Spring Break: St. Pierre
Saturday afternoon, after lunch at a Moroccan restaurant, we left with Pierre and his sister to drive up into the mountains to the small Chartreusse village of St. Pierre where we'd meet the family and go skiing. Up the winding route, with warning road signs with pictures depicting cars falling off the edge and rocks falling onto cars, (the latter which I don't really understand why it would be of any use) I learned some about the driving education in France. In order for the French to get driving licenses you have to be twenty-one and go through and intense long driving school and then of course take a test. A lot more than my read a book, dad taught, online test at sixteen.

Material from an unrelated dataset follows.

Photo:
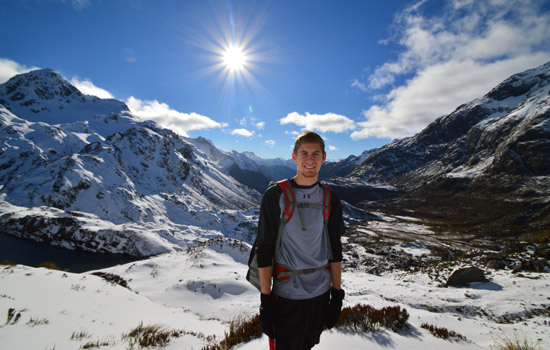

Anyways, Still, I would never want to drive in France, or park in France, or be too close to a car in France, so being driven up that mountain with an of course, stick shift little car, feeling like we were going 80 mph...i thought i was going to die, and was overwhelmed with joy to see the cute home of my friend's French relatives at last.
As we entered the house, we were greeted with slippers for on our feet, a warm fireplace, Pierre's father's coccinelle (ladybug) collection, and champagne and a hot entree and a cold entree.
Then it was bread, fois gras, salad, with homegrown baby tomatoes and a sweet white wine to complement the fois gras.
Then it was dry white wine, a baked pasta dish and vegetables.
Then the cheeses.
Then fruit bowl and plum and apricot tarts, also homegrown
Then the Chartreusse Digestif alcohol.
Every night went like this. Starting the morning out with home baked bread with homemade jams, coffee drank from bowls to dip your breakfast cake slices into, fruit, and yogurt. A small lunch. An afternoon tea and tart. And then again the massive 4 hour dinners, always ending with a bottle of Chartreusse.
The herbs grow naturally and locally in the Alps and are medicinal digestives handpicked by the family and put in bottles with the alcohol. I learned that the green liqueur Chartreusse itself has been made by Carthusian Monks, since the 1700s and is aged with over 130 herbal extracts, originally produced for medicinal purposes. The liqueur is named after the Monks' Grande Chartreuse monastery, located in the Chartreuse Mountains in the general region of Grenoble in France, and is produced in the city where Pierre's grandparents live in Voiron.